Nesta vertente do Património Local da Educação, o projecto MRIR direcciona-se para a realização de um inventário sobre a cultura material da escola (VIÑAO, 2008: 29), cujos procedimentos metodológicos se concentram em três áreas: 

Memória da Educação Local: inventariação da toponímia local ligada à educação e ao ensino e sua explicação; património construído ou vestígios (edifícios escolares); iconografia relacionada com os edifícios e com a população escolar, docente e discente; estatísticas escolares (exames, frequência escolar); efemérides locais relacionadas com a educação, o ensino e a escola; 

Contributo da Imprensa Regional para a Memória da Educação e da Escola em contexto rural: imprensa social e imprensa escolar (notícias, reportagens, visitas de estudo, excursões, etc.); 

Inventariação de Biografias de instituições (ensino e cultura), e de pessoas (personalidades locais, professores, antigos alunos, etc.);

Este Eixo 2 do projecto MRIR contempla o desenvolvimento de investigação e de conhecimento acerca do Património Local da Educação de modo a construir materiais susceptíveis de serem utilizados na terceira fase do projecto (Eixo 3: Educação). As actividades circunscritas pelo Eixo 2 – Património compreendem tarefas de investigação e produção de conhecimento centradas na realização de recolhas bibliográficas, trabalho de campo e compilação de dados a partir de fontes secundárias. Pretende-se, essencialmente, gerar conhecimentos inovadores no campo da história da educação, pela consideração de temáticas pouco estudadas no contexto português e, sobretudo, ao nível regional-local.

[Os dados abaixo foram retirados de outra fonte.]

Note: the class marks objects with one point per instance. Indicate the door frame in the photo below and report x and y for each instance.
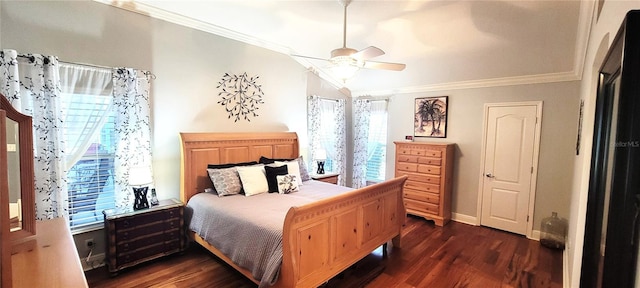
(536, 153)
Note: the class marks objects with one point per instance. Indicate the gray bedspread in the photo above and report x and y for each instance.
(248, 230)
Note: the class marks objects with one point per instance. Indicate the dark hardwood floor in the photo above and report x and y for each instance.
(457, 255)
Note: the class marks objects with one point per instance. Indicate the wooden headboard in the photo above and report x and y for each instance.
(200, 149)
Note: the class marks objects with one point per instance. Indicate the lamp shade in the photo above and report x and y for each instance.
(320, 154)
(140, 175)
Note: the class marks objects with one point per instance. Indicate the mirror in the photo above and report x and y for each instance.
(5, 243)
(21, 202)
(13, 175)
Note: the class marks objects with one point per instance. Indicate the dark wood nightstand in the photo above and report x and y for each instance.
(326, 177)
(136, 236)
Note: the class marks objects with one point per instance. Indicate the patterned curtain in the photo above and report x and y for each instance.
(361, 117)
(133, 130)
(31, 82)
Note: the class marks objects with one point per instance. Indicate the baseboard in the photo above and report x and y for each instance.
(535, 235)
(466, 219)
(93, 262)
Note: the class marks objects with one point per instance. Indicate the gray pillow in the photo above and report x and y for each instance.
(226, 181)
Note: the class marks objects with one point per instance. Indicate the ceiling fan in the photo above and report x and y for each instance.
(346, 61)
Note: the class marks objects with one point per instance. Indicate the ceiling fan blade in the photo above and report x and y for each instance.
(383, 66)
(368, 53)
(309, 57)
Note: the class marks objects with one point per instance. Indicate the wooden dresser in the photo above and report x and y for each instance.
(134, 237)
(427, 192)
(327, 177)
(48, 259)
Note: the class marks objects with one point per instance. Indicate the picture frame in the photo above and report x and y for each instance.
(430, 117)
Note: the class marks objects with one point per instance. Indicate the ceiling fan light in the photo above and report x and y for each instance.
(344, 71)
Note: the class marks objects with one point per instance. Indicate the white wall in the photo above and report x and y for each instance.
(557, 147)
(602, 34)
(188, 63)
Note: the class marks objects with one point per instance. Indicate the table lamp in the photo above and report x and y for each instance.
(140, 176)
(321, 156)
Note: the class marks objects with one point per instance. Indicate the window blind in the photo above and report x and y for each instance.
(89, 126)
(377, 142)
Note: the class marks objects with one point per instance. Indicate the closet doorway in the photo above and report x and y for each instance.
(509, 163)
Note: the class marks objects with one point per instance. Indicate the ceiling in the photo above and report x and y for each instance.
(445, 44)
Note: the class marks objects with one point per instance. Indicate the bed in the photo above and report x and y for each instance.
(319, 239)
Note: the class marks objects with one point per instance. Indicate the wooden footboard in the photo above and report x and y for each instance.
(322, 239)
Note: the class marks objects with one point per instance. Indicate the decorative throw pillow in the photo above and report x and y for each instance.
(287, 184)
(304, 172)
(254, 179)
(226, 181)
(294, 169)
(272, 172)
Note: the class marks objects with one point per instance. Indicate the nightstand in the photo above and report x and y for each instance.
(326, 177)
(136, 236)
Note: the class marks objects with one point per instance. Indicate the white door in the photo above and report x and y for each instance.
(511, 142)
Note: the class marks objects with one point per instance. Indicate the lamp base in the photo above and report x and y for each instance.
(140, 201)
(320, 167)
(154, 197)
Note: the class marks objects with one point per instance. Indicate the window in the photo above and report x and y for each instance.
(377, 142)
(86, 105)
(91, 179)
(328, 134)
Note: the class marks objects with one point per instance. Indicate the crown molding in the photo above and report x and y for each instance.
(157, 13)
(584, 28)
(481, 83)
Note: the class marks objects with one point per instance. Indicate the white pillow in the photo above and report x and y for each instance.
(294, 169)
(254, 179)
(287, 184)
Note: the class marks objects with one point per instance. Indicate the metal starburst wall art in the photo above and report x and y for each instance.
(241, 95)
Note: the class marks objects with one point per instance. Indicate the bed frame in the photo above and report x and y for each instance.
(320, 239)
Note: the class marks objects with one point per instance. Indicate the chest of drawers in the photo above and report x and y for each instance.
(429, 167)
(133, 237)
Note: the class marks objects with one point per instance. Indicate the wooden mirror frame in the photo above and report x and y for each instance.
(5, 242)
(27, 193)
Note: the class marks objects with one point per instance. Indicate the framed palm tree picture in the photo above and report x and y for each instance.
(430, 117)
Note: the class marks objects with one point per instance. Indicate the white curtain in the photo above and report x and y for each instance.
(133, 129)
(327, 130)
(361, 117)
(31, 82)
(86, 86)
(313, 130)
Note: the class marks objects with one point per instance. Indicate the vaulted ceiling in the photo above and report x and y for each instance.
(445, 44)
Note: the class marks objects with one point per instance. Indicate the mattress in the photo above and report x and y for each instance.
(248, 230)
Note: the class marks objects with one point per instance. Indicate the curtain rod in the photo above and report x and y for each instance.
(326, 99)
(145, 72)
(32, 58)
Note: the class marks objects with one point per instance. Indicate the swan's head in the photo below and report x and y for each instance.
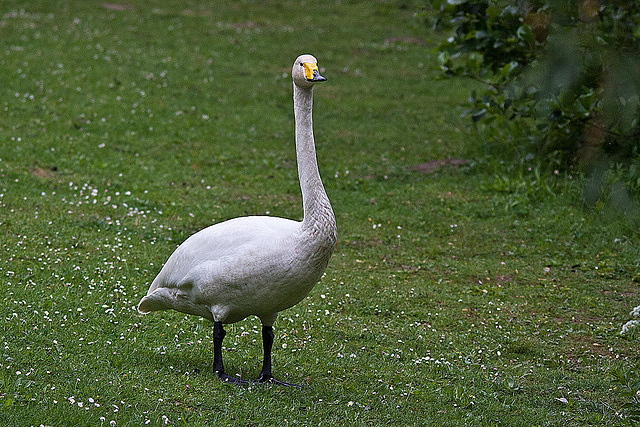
(305, 71)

Neste Eixo serão contemplados os seguintes aspectos: 

– Produção de materiais susceptíveis de serem utilizados na concepção de Currículos de Educação Local (E3); 

– Identificação de construções vestigiais e edifícios funcionais que agregam valor ao Património Local da Educação; 

– Valorização dos recursos humanos e a rentabilização dos equipamentos culturais nos municípios envolvidos neste projeto; 

– Conservação do Património Local da Educação para futura memória. 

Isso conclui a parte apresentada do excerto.